Este movimiento social, también fue conocido como la “Guerra Social Maya”, un levantamiento en contra de los sistemas de opresión económica, política y social, por parte de los conquistadores extranjeros, quienes atacaron su cultura, terrenos y creencias, haciéndolos vivir durante muchos años, reprimidos como personas extranjeras en su propia tierra.

Algunos expertos en el tema, definen al sistema de castas, como el sistema social donde el estatus personal es adjudicado de por vida, es decir que las sociedades que se organizan por castas, tienen estratos muy cerrados y cada persona debe mantenerse por el resto de su vida en el estrato donde nació. Entre las características que diferenciaban a cada estrato social se encontraban las siguientes: la religión, la raza, la posición económica, entre otras que hayan adquirido desde el nacimiento y que no podrán cambiar.

Como testigo fiel de estos encuentros bélicos, así como de la muerte de miles de descendientes de la cultura Maya, cansados de los abusos de los blancos, se encuentran los restos del Templo del Niño Dios”, una construcción presuntamente del siglo XVII, que aparenta estar en ruinas, pues parte de su techumbre denota haber sido embestida, espacio en el que la fe católica oficia misas hasta el día de hoy.

Antonio Méndez, relata que Tihosuco, tenía una iglesia labrada en cal y canto, con retablos al óleo, sacristía, campana, ornamentos de cáliz y patena de plata, una cruz dorada con mangas de terciopelo bordadas en oro y seda, frontales de Damasco de Castilla, entre otros.

“Dato curioso: Durante la hostilidad, Tihosuco fue atacado en varias ocasiones. Las casas y haciendas saqueadas y destruidas. El 3 de agosto de 1866 Tihosuco fue sitiado por los cruzoob, al mando de Crescencio Poot y Bernardino Cen, comenzando el éxodo de las familias que ahí quedaban hacia poblaciones más seguras. Poco a poco la selva envolvió sus ruinas y el poblado quedó abandonado durante varias décadas, en totales ruinas.”
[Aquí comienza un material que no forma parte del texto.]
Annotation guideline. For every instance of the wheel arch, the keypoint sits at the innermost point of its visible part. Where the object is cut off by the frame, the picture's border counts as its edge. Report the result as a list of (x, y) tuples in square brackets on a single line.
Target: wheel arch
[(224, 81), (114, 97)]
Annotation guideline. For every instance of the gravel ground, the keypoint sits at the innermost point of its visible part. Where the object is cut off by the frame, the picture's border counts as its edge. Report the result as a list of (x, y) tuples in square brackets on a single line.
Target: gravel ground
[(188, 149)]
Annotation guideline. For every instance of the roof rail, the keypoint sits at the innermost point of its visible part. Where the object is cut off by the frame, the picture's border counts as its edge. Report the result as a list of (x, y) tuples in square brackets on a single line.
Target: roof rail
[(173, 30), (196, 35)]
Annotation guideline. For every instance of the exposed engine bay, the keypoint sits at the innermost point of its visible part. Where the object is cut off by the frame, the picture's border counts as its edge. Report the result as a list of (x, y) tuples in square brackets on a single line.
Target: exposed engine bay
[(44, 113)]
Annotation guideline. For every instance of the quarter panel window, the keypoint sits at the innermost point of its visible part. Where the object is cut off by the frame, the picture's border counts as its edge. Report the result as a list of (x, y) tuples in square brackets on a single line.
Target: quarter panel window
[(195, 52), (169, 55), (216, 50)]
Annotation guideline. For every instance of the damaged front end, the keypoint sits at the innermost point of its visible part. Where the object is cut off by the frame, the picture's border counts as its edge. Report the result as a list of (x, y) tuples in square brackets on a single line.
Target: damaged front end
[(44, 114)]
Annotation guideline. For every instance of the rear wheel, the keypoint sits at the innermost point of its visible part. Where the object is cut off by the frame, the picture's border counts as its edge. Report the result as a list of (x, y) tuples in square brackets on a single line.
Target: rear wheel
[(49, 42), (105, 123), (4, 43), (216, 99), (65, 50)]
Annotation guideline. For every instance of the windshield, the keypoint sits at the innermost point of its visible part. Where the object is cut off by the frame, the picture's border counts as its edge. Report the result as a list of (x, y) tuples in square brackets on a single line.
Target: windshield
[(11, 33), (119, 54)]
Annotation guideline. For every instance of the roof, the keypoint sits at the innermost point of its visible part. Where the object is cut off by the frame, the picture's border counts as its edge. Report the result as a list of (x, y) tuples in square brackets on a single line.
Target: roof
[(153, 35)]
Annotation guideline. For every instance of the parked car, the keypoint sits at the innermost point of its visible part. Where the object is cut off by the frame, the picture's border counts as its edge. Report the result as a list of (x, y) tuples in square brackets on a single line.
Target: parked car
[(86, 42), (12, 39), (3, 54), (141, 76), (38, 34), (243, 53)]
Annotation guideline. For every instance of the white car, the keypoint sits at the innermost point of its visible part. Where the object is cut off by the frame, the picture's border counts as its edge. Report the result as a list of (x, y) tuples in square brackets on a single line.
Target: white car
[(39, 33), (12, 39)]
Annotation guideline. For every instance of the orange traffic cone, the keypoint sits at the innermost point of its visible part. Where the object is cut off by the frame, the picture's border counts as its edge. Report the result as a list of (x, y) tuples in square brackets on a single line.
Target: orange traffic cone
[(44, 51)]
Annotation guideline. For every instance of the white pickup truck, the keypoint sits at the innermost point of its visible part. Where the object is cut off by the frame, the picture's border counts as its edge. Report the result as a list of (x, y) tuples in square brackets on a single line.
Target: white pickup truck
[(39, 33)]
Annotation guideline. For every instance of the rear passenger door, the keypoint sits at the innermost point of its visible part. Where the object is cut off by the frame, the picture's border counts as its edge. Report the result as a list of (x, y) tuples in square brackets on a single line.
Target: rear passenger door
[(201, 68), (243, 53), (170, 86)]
En Tihosuco, buena parte de la población habla únicamente la lengua maya, otro bajo porcentaje, domina la lengua española, conservando el uso de su lengua natal.
Cabe destacar que el municipio de Tihosuco, fue declarado recientemente, como una zona de monumentos, por los valores arquitectónicos y el antecedente histórico del mismo, el que por sus manifestaciones al patrimonio cultural para futuras generaciones es de los únicos en su tipo.

Para llegar a este lugar hay dos vías, una desde Cancún, siguiendo hacia el sur hasta llegar a la población de Felipe Carrillo Puerto.

Allí se doblará al oeste para tomar la carretera que va a Valladolid, en Yucatán; unos 80 kilómetros más adelante se localiza Tihosuco.

Si por el contrario, estás en Mérida, hay que tomar la carretera que va a Valladolid para de allí seguir rumbo sur, adentrándose a la zona maya de Quintana Roo, para vivir la experiencia, Primer Plano Magazine.

INFOGRAMA

Según los datos arrojados por los estudios históricos, mediados del siglo Mil 600, la localidad con formó parte de la frontera colonial que dividía el territorio de Yucatán al principio de la guerra de castas iniciada el 30 de julio de 1847.
En Tihosuco, los Criollos se organizaron contra los mayas sublevados y fue utilizado como avanzada militar de las tropas Yucatecas en 1866, donde el ejército de Yucatán, logró defender el poblado del asedio de la etnia rebeldes.